La integración del gremio de los panaderos y la sede de San Andrés

En 1896, con la aprobación del cardenal Marcelo Spínola, la hermandad del Prendimiento se fusionó con la corporación del gremio de los alarifes de San Andrés, instalada en la calle Quebrantahuesos, actual Orfila. Desde ese momento, la sede quedó fijada en la Capilla de San Andrés, salvo intervalos temporales por obras, como ocurrió entre 1959 y 1963, años en los que la estación de penitencia partió desde San Martín.

En 1988, la hermandad aprobó sus reglas actuales, incluyendo el histórico reconocimiento que permitió a las hermanas realizar la estación de penitencia como nazarenas.

Hitos adicionales de su trayectoria

A lo largo de su historia, la corporación ha protagonizado episodios significativos:

  • En 1807, procesionó con tres pasos, el tercero dedicado a San Andrés.
  • En 1901, Juan Manuel Rodríguez Ojeda fue hermano mayor y diseñó manto, bambalinas, faldones y túnicas.
  • En 1992, el paso de misterio participó en la Magna del Santo Entierro, acompañado por la Agrupación Musical Virgen de los Reyes.
  • El 30 de septiembre de 2001, la Virgen de Regla recorrió Sevilla por la celebración de su IV Centenario.
  • El 26 de septiembre de 2010, María Santísima de Regla Coronada recibió la corona canónica en la Catedral de Sevilla.
  • En 2011, presidió uno de los actos centrales de las Jornadas Mundiales de la Juventud en Madrid, siendo el único paso sevillano presente.

Patrimonio artístico y devocional

Los titulares actuales son Nuestro Padre Jesús del Soberano Poder en su Prendimiento, María Santísima de Regla Coronada y San Andrés Apóstol. El Señor y las figuras del misterio fueron realizados por Antonio Castillo Lastrucci en 1945, restaurados recientemente por Gutiérrez Carrasquilla y Martín Nieto.

La Virgen de Regla, atribuida tradicionalmente a La Roldana y remodelada por Juan de Astorga en 1821, ha sido identificada en un documento de 1901 como obra de Gumersindo Jiménez Astorga. Fue restaurada en 2006.

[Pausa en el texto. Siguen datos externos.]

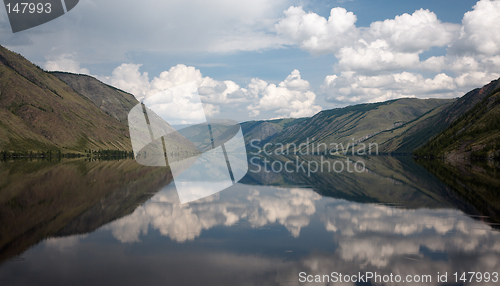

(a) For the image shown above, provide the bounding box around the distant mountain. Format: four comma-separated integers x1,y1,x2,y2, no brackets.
0,46,132,151
366,80,500,154
415,80,500,160
242,98,453,154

Los pasos presentan un diseño neobarroco, con madera dorada, candelabros de guardabrisa y relieves tallados en el taller de Lastrucci. El palio, sobre terciopelo rojo, fue ejecutado por Victoria Caro con diseño de Gómez Millán. La Virgen dispone de dos mantos: uno de Esperanza Elena Caro y otro, estrenado en 2010, de Mariano Martín Santonja. La orfebrería —varales, candelería y candelabros de cola, los más altos del Miércoles Santo— está realizada en plata repujada. La candelería, una vez iluminada, forma una cruz de San Andrés, signo identitario del cortejo.

Un proyecto con vocación histórica y proyección futura

Con la combinación de un programa conmemorativo sin precedentes y una historia de más de cuatro siglos, la Hermandad de los Panaderos reafirma su condición de referente devocional, artístico y social en Sevilla. Su trayectoria, marcada por estabilidad, continuidad y arraigo en distintas épocas, se proyecta ahora hacia el futuro mediante iniciativas que honran su pasado, fortalecen su presente y consolidan su legado para las generaciones venideras.